GIS-AWS Cloud Genomics Workshop > Download data shared using Amazon S3 > b. Download data from S3 bucket

b. Download data from S3 bucket

Now that you have access to the shared S3 bucket, we will download data from the S3 bucket to your machine.

First, list the folders in the S3 bucket:

aws s3 ls --profile training --region ap-southeast-1 s3://slchen-lab-transfer/GIS-training/

You will find the sub-folders of the slchen-lab-transfer in the list under the “GIS-training” folder.

NOTE: Only a specific few folders may have been shared. Users are able to select which folders are available to the public within a bucket.

We will now copy files from a specific location within this folder to your machine.

Before that, let’s create a directory on your machine to store this data.

Run the following commands to create a directory to hold the data and cd to that directory:

mkdir -p /tmp/fastq/SRR6327950

cd /tmp/fastq/SRR6327950

Run the AWS CLI command to copy files from the S3 bucket to this new directory.

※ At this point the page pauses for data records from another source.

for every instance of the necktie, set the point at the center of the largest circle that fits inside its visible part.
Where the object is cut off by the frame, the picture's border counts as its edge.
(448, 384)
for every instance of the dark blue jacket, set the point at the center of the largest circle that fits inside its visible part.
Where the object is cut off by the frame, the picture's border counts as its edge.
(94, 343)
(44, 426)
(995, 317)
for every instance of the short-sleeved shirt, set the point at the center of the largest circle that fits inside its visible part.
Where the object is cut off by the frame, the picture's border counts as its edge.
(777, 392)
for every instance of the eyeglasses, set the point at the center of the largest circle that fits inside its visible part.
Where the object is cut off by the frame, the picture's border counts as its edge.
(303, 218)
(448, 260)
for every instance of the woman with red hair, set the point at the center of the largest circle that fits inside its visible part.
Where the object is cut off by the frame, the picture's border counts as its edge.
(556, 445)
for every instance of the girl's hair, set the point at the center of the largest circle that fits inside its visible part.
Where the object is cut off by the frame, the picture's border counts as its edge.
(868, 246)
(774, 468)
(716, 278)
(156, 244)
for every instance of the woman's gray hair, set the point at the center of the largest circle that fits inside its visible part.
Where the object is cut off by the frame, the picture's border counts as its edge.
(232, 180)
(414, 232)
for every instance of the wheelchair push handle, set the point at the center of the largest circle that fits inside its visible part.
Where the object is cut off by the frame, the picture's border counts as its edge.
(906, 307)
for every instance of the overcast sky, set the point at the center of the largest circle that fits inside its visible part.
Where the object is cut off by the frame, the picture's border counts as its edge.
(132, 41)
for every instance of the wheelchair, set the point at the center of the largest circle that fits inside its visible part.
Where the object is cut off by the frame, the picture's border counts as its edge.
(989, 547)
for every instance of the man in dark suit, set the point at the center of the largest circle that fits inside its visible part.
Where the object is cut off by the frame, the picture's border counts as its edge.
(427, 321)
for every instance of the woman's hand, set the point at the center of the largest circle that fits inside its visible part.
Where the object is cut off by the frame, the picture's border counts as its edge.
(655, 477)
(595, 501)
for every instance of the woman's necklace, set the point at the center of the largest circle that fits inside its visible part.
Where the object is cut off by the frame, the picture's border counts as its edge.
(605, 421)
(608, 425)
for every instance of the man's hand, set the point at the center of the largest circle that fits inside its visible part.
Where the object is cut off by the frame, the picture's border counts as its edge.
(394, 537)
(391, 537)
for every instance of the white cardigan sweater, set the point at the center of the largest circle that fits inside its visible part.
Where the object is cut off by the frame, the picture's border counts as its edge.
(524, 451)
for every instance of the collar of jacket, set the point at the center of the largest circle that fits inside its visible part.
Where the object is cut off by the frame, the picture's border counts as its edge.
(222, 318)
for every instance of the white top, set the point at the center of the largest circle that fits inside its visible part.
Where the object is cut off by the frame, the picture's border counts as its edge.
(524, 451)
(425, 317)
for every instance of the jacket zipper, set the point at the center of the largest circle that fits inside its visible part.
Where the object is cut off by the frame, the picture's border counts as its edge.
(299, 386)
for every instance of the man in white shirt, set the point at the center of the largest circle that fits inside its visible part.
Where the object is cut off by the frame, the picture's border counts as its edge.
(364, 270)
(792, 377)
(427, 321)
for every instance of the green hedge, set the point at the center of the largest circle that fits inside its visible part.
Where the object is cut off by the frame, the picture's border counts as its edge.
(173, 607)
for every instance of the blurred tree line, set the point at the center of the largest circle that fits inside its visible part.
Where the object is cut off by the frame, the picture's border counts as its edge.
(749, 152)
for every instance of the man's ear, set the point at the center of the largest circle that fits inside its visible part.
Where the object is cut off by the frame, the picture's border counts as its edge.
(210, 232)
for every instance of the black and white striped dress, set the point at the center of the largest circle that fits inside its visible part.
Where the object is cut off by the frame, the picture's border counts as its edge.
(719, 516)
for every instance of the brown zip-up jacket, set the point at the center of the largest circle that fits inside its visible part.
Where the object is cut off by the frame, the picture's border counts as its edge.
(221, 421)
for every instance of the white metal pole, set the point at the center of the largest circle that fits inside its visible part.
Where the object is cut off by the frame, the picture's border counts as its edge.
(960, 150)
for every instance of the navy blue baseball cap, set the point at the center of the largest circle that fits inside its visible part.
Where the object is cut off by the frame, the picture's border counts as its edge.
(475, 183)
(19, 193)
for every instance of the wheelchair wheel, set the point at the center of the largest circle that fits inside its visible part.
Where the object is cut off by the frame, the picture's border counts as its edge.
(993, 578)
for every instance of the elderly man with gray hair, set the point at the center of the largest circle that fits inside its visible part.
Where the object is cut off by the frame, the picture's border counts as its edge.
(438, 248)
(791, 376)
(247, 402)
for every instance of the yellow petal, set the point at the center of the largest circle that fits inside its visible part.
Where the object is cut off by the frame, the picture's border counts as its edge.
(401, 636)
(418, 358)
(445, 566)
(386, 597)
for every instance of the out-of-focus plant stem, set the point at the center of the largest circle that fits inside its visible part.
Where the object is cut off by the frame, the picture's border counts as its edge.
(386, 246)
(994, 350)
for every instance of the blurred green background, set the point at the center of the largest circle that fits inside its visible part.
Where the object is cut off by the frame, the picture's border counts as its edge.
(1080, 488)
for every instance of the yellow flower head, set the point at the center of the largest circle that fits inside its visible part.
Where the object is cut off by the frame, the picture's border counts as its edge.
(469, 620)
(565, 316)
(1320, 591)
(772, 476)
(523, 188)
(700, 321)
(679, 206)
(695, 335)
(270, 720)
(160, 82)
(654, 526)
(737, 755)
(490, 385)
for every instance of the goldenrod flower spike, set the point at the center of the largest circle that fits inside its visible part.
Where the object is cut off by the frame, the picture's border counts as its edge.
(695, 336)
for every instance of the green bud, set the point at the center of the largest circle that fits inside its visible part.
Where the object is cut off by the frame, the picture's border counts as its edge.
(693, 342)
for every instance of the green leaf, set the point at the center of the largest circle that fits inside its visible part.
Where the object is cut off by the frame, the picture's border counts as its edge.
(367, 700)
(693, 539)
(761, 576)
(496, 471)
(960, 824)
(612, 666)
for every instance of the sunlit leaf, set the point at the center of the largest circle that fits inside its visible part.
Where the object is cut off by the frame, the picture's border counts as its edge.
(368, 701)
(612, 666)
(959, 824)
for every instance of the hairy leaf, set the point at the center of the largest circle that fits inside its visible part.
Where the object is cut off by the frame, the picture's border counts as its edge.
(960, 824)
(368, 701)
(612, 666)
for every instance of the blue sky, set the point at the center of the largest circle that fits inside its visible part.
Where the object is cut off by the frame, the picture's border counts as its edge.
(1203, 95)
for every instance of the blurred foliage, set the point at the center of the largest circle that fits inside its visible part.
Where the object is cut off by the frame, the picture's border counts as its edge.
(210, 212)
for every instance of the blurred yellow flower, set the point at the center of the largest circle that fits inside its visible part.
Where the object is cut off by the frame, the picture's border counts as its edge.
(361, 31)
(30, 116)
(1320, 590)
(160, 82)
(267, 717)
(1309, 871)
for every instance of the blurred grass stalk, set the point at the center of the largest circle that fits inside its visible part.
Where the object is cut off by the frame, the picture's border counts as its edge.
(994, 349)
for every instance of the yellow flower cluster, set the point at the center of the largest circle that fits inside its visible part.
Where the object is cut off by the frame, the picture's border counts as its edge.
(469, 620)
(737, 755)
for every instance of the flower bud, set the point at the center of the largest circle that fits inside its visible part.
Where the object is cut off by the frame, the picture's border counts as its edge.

aws s3 cp --profile training s3://slchen-lab-transfer/GIS-training/SRR6327950/SRR6327950_1.fastq.gz . --region ap-southeast-1

aws s3 cp --profile training s3://slchen-lab-transfer/GIS-training/SRR6327950/SRR6327950_2.fastq.gz . --region ap-southeast-1

Verify the MD5 checksum for files copied from S3 as you would normally do.

md5sum *.fastq.gz

The original MD5 hashes for these files are:

SRR6327950_1.fastq.gz - 27920396d2eb46f463f93eb9a2baf4e5
SRR6327950_2.fastq.gz - b46c7cf0d45cf3325222506d41fa7329

Download another data set using from the NCBI SRA repository on S3 (in the AWS Repository of Open Data):

mkdir -p /tmp/fastq/SRR6327875
cd /tmp/fastq/SRR6327875

# note here the --no-sign-request makes an anonymous request to this public S3 bucket
aws s3 sync --no-sign-request s3://sra-pub-run-odp/sra/SRR6327875/ /tmp/fastq/SRR6327875/

# convert the sra formatted file to fastq, then gzip them and clean up
fasterq-dump ./SRR6327875
gzip SRR6327875_1.fastq
gzip SRR6327875_2.fastq
rm -f SRR6327875

We are now ready to run some data analyses.